Derrière le corps venaient le personnel de la mission, puis le gouverneur, entouré de membres du Conseil privé, l'évêque protestant, président du Conseil supérieur de églises tahitiennes, le Conseil général, le Conseil municipal, les officiers et fonctionnaires de tous grades, les militaires d'infanterie et d'artillerie de marine, la police municipale, toute la population française et étrangère, et enfin les rangs serrés des indigènes venus en foule de tous les points de l'ile et des iles voisines.
Que de chemin parcouru si l'on rapproche ces obsèques triomphales de l'expulsion des PP. Caret et Laval, garrottés par ordre de Pritchard en 1837 ; et chassés ignominieusement parce qu'ils apportaient la foi et la civilisation dans les plis de leurs robes de moines !
À la cathédrale, un service très solennel fut célébré.
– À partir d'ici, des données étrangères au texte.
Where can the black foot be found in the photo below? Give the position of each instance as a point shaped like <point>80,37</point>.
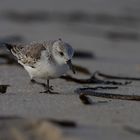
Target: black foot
<point>32,81</point>
<point>49,92</point>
Puis le P. Nicolas Blanc, fidèle compagnon du vénéré défunt, monta en chaire et prononça l'oraison funèbre de celui dont il avait longtemps partagé les labeurs, les déceptions parfois cruelles et les souffrances.
Après ce discours, le P. Privat Delpuech desservant de la paroisse, parla longuement en langue tahitienne, arrachant des larmes à ses nombreux auditeurs.
Il était dix heures lorsque le cortège, sous un soleil de feu, reprit le chemin du cimetière de la mission, situé à un kilomètre environ de la cathédrale.
Sur le bord de la fosse, le président du Conseil général, puis le gouverneur de la colonie, dans un langage patriotique, envoyaient un dernier adieu au défunt.
« Puissent l'esprit de charité chrétienne, disait le gouverneur, les idées d'humanité et les sentiment de patriotisme qui l'ont guidé dans son long apostolat inspirer les actes de ceux qui sont désigné pour être les continuateurs de l'œuvre de civilisation à laquelle il s'était consacré, œuvre pour laquelle je viens, au nom de la colonie et au nom de la France, lui dire une dernière fois : Monseigneur, merci et adieu ! »
À onze heures, tout était terminé, et l'évêque regretté reposait debout, comme il avait vécu, dans sa dernière demeure.
Papeete.
J. Tepito.
9 Albert Montiton, missionnaire desservant de Punauia, où il avait installé une léproserie dans la montagne, est venu mourir en Espagne, ces temps derniers, d'une fluxion de poitrine, au moment où il prenait la plume pour raconter l'histoire de ses travaux en Océanie.